The Head
A housefly’s head is where its eyes, antennae and mouthparts are. Houseflies do not have teeth or the capacity to chew, so they must consume liquid food. If the food is already in liquid form, so much the better for them. If the food is solid, they must first digest it.
How A Fly Eats
Where humans digest food beginning in the mouth and then in the intestines and stomach, a fly begins digesting its food on the outside of its body. First, the fly uses its antennae to smell out its food and land on it. If food is too solid for the fly to consume, it will first mop up the bits that it can and then vomit saliva and digestive juices onto the food particle.
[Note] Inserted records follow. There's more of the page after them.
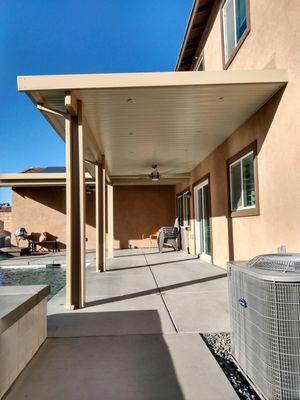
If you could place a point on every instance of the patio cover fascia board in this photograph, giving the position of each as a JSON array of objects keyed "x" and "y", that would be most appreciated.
[
  {"x": 38, "y": 179},
  {"x": 169, "y": 107},
  {"x": 33, "y": 83}
]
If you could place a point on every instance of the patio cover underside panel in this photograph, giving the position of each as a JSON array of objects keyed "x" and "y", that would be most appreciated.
[{"x": 171, "y": 119}]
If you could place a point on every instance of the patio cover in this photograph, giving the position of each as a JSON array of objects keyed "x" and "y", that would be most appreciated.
[
  {"x": 171, "y": 119},
  {"x": 118, "y": 125}
]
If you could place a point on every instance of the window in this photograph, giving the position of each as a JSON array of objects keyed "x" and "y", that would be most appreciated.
[
  {"x": 183, "y": 209},
  {"x": 243, "y": 183},
  {"x": 200, "y": 64},
  {"x": 236, "y": 24}
]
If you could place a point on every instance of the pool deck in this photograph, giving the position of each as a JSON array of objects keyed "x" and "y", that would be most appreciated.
[{"x": 139, "y": 336}]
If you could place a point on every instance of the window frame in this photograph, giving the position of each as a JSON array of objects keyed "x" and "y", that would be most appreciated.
[
  {"x": 226, "y": 63},
  {"x": 180, "y": 201},
  {"x": 248, "y": 210},
  {"x": 201, "y": 60}
]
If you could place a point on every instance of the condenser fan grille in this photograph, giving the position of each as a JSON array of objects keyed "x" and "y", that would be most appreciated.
[{"x": 276, "y": 262}]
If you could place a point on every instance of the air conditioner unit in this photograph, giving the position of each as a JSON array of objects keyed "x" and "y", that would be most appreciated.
[{"x": 265, "y": 323}]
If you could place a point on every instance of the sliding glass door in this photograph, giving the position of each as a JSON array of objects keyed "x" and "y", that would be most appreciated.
[{"x": 202, "y": 220}]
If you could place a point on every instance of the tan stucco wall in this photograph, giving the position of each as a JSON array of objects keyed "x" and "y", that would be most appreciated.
[
  {"x": 141, "y": 210},
  {"x": 273, "y": 42},
  {"x": 5, "y": 222},
  {"x": 138, "y": 211},
  {"x": 44, "y": 210}
]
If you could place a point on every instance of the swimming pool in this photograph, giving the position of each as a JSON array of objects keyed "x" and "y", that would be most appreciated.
[{"x": 53, "y": 276}]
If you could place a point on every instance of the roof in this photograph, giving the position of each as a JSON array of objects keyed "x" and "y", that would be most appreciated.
[
  {"x": 198, "y": 20},
  {"x": 33, "y": 178},
  {"x": 171, "y": 119},
  {"x": 42, "y": 170}
]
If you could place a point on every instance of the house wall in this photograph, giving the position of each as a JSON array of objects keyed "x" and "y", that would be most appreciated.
[
  {"x": 43, "y": 209},
  {"x": 140, "y": 211},
  {"x": 273, "y": 43},
  {"x": 5, "y": 221}
]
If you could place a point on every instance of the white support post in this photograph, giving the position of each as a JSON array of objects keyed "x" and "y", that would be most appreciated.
[
  {"x": 75, "y": 206},
  {"x": 100, "y": 216},
  {"x": 110, "y": 221}
]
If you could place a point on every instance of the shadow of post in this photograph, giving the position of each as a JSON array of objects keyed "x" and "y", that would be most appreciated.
[{"x": 90, "y": 356}]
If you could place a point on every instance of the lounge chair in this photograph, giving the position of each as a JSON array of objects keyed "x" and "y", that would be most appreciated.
[{"x": 169, "y": 235}]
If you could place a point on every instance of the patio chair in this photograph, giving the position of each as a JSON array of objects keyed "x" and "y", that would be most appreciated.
[{"x": 169, "y": 235}]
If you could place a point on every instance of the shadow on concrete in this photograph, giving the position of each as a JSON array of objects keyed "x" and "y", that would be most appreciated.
[
  {"x": 100, "y": 366},
  {"x": 151, "y": 265},
  {"x": 154, "y": 291}
]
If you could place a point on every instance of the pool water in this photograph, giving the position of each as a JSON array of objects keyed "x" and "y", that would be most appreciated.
[{"x": 55, "y": 277}]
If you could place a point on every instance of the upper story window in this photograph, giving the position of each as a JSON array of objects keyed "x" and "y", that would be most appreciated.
[
  {"x": 236, "y": 26},
  {"x": 243, "y": 183},
  {"x": 200, "y": 64}
]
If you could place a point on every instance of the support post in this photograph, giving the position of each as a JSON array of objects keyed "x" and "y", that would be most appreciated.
[
  {"x": 82, "y": 210},
  {"x": 75, "y": 212},
  {"x": 100, "y": 216},
  {"x": 110, "y": 221}
]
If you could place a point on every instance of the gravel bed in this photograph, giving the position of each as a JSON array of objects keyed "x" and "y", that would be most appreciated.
[{"x": 219, "y": 345}]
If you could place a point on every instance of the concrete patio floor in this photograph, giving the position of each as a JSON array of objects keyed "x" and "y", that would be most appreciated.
[{"x": 139, "y": 336}]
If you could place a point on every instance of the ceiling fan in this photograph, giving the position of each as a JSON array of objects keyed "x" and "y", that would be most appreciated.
[{"x": 154, "y": 175}]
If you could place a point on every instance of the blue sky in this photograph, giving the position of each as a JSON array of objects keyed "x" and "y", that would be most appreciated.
[{"x": 74, "y": 36}]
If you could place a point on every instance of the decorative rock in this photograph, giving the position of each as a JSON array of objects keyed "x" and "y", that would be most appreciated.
[{"x": 220, "y": 345}]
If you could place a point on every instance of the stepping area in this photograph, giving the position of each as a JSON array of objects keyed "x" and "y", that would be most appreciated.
[{"x": 139, "y": 335}]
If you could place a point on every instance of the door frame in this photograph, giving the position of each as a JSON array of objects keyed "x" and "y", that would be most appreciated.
[
  {"x": 204, "y": 178},
  {"x": 184, "y": 227}
]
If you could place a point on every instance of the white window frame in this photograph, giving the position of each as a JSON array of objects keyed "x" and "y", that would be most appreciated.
[
  {"x": 239, "y": 161},
  {"x": 236, "y": 42},
  {"x": 201, "y": 60}
]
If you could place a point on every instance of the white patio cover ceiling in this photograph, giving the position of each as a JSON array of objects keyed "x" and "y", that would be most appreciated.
[{"x": 172, "y": 119}]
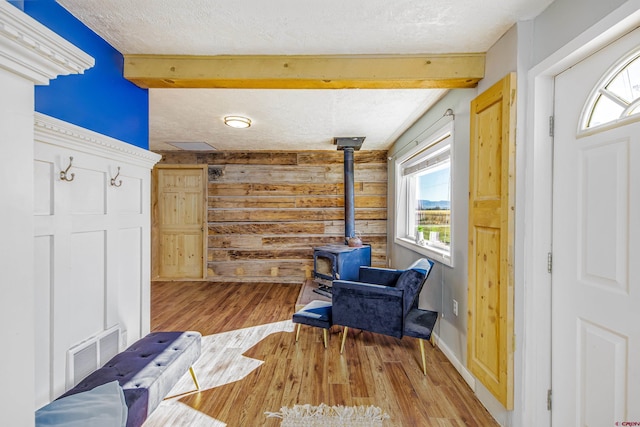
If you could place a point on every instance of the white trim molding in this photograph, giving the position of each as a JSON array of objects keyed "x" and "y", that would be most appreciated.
[
  {"x": 33, "y": 51},
  {"x": 50, "y": 130}
]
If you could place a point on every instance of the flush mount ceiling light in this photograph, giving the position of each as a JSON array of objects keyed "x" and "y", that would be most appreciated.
[{"x": 237, "y": 122}]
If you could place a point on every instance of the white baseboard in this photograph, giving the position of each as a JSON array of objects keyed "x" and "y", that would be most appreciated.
[{"x": 462, "y": 370}]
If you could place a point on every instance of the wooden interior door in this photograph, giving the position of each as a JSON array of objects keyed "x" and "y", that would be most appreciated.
[
  {"x": 491, "y": 234},
  {"x": 179, "y": 222}
]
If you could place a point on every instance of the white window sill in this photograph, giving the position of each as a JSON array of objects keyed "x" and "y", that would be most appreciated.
[{"x": 432, "y": 252}]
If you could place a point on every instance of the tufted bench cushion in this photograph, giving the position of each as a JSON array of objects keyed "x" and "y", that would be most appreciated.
[{"x": 147, "y": 371}]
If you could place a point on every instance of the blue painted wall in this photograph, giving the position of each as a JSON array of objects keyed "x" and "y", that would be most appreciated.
[{"x": 100, "y": 99}]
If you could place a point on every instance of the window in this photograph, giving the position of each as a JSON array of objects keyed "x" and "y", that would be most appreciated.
[
  {"x": 423, "y": 196},
  {"x": 616, "y": 97}
]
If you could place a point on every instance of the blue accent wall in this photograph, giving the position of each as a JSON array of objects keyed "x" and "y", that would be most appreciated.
[{"x": 101, "y": 99}]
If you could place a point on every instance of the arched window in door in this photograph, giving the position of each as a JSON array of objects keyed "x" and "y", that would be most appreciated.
[{"x": 616, "y": 97}]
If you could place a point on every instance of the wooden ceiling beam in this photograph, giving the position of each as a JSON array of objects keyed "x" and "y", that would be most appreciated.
[{"x": 445, "y": 71}]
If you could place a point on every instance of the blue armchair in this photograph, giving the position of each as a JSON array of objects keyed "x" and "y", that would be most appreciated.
[{"x": 385, "y": 301}]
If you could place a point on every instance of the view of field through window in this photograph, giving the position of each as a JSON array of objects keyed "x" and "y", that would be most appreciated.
[{"x": 433, "y": 207}]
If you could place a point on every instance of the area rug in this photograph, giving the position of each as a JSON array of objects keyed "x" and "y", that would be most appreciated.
[{"x": 330, "y": 416}]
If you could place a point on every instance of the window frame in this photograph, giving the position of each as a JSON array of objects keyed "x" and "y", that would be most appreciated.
[
  {"x": 426, "y": 145},
  {"x": 600, "y": 89}
]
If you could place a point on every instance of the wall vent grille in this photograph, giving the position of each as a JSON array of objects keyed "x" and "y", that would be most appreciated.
[{"x": 89, "y": 355}]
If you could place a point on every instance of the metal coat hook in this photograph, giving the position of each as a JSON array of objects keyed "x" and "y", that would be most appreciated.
[
  {"x": 65, "y": 175},
  {"x": 113, "y": 180}
]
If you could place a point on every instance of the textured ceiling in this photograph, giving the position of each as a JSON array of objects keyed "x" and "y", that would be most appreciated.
[{"x": 295, "y": 119}]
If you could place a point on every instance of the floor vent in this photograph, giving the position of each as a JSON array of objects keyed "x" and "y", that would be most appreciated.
[{"x": 91, "y": 354}]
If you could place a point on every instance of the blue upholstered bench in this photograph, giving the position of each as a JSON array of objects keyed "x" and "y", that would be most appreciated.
[
  {"x": 317, "y": 313},
  {"x": 147, "y": 371}
]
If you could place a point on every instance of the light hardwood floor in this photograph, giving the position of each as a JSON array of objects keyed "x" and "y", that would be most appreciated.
[{"x": 251, "y": 364}]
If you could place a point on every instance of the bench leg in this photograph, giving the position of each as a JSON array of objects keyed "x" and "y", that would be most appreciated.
[
  {"x": 424, "y": 362},
  {"x": 344, "y": 338},
  {"x": 195, "y": 379}
]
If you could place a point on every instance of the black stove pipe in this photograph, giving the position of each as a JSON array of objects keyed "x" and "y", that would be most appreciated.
[{"x": 349, "y": 204}]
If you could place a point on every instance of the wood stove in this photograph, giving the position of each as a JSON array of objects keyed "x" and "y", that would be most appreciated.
[
  {"x": 332, "y": 262},
  {"x": 343, "y": 262}
]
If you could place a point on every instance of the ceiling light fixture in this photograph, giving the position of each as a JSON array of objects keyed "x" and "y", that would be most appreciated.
[{"x": 237, "y": 122}]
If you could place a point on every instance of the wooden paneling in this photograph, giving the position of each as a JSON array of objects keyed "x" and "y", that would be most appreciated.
[
  {"x": 491, "y": 235},
  {"x": 267, "y": 210}
]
Once the food particle is soft enough to eat, the fly then mops or sucks up both the food and the digestive juices with its mouthparts, and the food goes directly to its stomach. Sometimes, if a fly can’t digest the food completely, it sends the food to an inner sac called a crop, where it continues to be broken down until it can be ingested.
The saliva and digestive juices that a fly vomits onto its food are unhygienic and can carry disease. They may also stick to a fly’s legs, which is why you don’t want flies coming near your food—especially if the fly’s most recent meal was trash or rotting organic matter. If the fly lands, it may leave deposits of previous meals or its digestive fluids on your food.
How A Fly Sees
Flies have two complex eyes. These eyes are made up of thousands of individual simple eyes, which compile images into a mosaic of vision that allows the fly to see the slightest movements from every direction (which is why they are so often hard to swat). Additionally, they have three other simple eyes located between these two that detect light and help them to know which way is up.